SyndicateRoom’s portfolio has several health-related startups. Do you expect this trend to continue? Is there any other sector where you see an opportunity for capital formation?
“We are completely sector agnostic. The areas we invest in are largely determined by what the super angels we follow to invest in and historically this has been weighted towards life science businesses. We’re very proud of our life sciences portfolio, not only for its investment potential but also because of the colossal impact it can have on the future of our health. I’d like to see us continue to support this sector in a big way.”
How do you make decisions in the event you come across interrelated opportunities with great potential?
“We don’t try to choose between companies on perceived merit – instead, we focus on building highly-diversified portfolios of companies backed by super angels. If two competing companies receive backing from a super angel and meet our other criteria, then we’d likely invest in both.”
As a start-up yourself, how does your experience over the years help other startups achieve success?
“Especially in the early days, we too had to spend a lot of time and effort on fundraising for ourselves. Fundraising can be a colossal distraction for any team and we’ve since been designing our services to be as entrepreneur-friendly as possible. For example, as we do so much analysis and due diligence upfront on the super angels, we can move very quickly when it comes to investing in companies. From the first contact with an entrepreneur, we are able to make a commitment to invest in their company within 10 days.”

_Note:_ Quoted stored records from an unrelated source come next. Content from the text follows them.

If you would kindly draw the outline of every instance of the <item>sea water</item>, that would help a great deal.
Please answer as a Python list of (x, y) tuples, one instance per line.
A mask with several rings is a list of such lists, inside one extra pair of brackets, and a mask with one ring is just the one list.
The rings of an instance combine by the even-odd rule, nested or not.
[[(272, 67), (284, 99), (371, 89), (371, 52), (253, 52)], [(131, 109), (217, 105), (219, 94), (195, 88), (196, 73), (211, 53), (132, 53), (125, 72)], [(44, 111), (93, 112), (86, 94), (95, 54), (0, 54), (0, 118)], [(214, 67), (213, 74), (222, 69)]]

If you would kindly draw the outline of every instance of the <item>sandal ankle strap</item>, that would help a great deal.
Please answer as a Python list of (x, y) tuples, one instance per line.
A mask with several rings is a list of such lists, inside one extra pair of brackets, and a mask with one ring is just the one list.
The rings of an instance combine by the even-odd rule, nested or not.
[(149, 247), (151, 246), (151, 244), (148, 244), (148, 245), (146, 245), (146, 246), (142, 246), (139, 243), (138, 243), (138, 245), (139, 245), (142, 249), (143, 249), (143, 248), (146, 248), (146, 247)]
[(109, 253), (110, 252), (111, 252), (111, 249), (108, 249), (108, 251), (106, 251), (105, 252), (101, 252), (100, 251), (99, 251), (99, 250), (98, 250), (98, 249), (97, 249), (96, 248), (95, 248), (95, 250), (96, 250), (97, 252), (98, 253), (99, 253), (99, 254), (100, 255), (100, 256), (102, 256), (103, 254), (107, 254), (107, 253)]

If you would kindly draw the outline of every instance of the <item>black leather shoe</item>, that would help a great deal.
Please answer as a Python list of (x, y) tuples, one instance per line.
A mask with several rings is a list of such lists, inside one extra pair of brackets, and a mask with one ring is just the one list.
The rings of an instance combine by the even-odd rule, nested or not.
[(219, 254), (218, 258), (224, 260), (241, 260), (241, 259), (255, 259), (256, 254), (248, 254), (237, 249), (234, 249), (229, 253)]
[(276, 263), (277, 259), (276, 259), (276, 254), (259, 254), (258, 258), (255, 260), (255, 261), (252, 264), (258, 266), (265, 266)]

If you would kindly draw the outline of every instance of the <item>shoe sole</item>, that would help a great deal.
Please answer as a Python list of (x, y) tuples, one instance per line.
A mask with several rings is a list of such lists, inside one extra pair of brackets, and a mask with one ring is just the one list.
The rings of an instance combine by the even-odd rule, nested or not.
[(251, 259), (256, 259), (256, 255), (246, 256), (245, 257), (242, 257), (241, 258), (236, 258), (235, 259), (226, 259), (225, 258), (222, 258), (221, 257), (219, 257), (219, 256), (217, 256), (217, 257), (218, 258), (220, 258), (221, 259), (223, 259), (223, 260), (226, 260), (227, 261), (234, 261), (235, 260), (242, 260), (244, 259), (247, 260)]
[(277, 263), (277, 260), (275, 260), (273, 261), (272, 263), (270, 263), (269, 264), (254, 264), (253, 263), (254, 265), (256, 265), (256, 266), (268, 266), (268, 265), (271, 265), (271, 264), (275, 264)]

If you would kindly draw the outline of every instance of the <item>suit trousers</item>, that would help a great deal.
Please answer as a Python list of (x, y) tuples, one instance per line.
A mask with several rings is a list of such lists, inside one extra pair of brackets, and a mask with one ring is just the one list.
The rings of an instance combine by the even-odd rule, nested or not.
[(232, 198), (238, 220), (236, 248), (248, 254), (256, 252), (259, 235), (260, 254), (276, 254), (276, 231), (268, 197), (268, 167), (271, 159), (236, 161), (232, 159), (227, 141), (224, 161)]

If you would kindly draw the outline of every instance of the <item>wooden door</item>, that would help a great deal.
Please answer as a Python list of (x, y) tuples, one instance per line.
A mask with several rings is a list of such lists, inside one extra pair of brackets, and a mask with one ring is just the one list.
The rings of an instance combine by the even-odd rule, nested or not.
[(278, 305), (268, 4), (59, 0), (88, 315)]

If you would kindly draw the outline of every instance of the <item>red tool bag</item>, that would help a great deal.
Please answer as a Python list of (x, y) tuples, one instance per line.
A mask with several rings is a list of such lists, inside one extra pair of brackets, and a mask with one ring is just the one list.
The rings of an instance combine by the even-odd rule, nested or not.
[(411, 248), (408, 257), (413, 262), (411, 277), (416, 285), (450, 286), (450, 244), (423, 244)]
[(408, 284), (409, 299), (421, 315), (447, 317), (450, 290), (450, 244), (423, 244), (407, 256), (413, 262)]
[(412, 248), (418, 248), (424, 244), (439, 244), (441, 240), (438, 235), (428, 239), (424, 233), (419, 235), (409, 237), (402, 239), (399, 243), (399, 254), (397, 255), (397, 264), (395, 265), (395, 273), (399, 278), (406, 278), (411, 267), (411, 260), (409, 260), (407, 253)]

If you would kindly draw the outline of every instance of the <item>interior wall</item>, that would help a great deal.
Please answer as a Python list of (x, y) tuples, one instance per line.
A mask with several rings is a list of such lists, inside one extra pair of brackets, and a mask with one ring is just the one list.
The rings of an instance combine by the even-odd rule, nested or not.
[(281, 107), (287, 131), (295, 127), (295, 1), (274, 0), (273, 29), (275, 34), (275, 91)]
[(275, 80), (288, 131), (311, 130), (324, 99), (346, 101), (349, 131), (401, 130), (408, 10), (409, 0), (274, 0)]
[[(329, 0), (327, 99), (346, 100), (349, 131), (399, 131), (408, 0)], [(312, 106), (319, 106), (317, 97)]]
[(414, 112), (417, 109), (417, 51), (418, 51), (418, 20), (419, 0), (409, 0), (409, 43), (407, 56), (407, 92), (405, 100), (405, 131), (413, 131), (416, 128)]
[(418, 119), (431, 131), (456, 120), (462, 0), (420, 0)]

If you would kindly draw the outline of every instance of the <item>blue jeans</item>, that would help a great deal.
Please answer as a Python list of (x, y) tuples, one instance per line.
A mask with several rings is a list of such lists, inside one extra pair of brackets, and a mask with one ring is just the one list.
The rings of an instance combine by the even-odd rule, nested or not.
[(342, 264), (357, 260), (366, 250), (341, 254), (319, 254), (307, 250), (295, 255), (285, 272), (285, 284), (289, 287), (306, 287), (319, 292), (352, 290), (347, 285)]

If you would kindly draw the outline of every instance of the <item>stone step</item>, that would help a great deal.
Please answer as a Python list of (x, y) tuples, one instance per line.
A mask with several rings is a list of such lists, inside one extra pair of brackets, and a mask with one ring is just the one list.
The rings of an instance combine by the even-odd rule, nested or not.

Since joining the market in 2013, what has been your biggest challenge while sourcing for investors?
“The biggest challenge (and one that isn’t really ever addressed) is that there aren’t that many startup investors in the UK. According to HMRC records there are fewer than 40,000 individuals who claim EIS tax relief (by investing in startups) and that number isn’t growing. So, the challenge for all the platforms has been about growing the market.
We’re banking that Access EIS will open the startup investing market to hundreds of thousands of new investors, with highly-diversified portfolios, low fees and accessible minimum investments. We see ourselves as popularising startup investing in the same way that Vanguard did with stocks and shares.”
What does the future hold for SyndicateRoom and the crowdfunding sector in general?
“Our future will be around fulfilling our vision of a world where anyone can be or back an entrepreneur. Though unlike crowdfunding platforms, we will deliver on this via our funds. We believe that pooling capital into funds is the best way to get much-needed capital to high-potential entrepreneurs, and get ambitious investors – both large and small – into top startup deals that deliver consistent returns for them.”
Thank you, Graham, for the conversation!